Am I cooling my opinion on this book? Well, not really. Not every issue is going to be a smash hit, and McGuinness’s art more than makes up for perhaps a weaker that usual narrative. Kelly doubled down on his “One More Day” tease this issue, re-quoting Mephisto’s taunt from #5 regarding Peter feeling something missing. Not to re-tread my on my feeling from #5, but I while really appreciate Kelly seemingly trying to better integrate “One More Day” into the Spider-Man mythos, I can’t help but think that he’s playing with fire by invoking the story, especially one that inspires so much passion – to put it in the most polite terms I can.
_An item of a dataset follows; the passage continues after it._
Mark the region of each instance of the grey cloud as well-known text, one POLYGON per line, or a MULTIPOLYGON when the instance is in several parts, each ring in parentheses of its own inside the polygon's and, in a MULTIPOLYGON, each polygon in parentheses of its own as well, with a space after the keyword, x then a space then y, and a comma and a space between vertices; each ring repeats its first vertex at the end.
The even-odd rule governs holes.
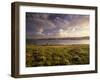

This is a B-book, after all, so expectations regarding Kelly’s ability to influence the over-all continuity should be hedged. But to make explicit reference to something that is so teasingly obvious a reference to “One More Day” seems to imply otherwise. I’m just gearing up that small part of me for disappointment – the same part of me that can’t wait for Gerry Conway’s continuation of “Renew Your Vows”. So I would say that my opinion isn’t cooled, but instead I’m not entirely sure where the direction is going with Mephisto’s inclusion.
Joe Kelly and Ed McGuinness are back to tie up some loose ends with Spider-Man/Deadpool's first arc. While some questions are left dangling, Patient Zero's unsettling minions and Ed McGuinness's stellar art make this an issue worth the wait.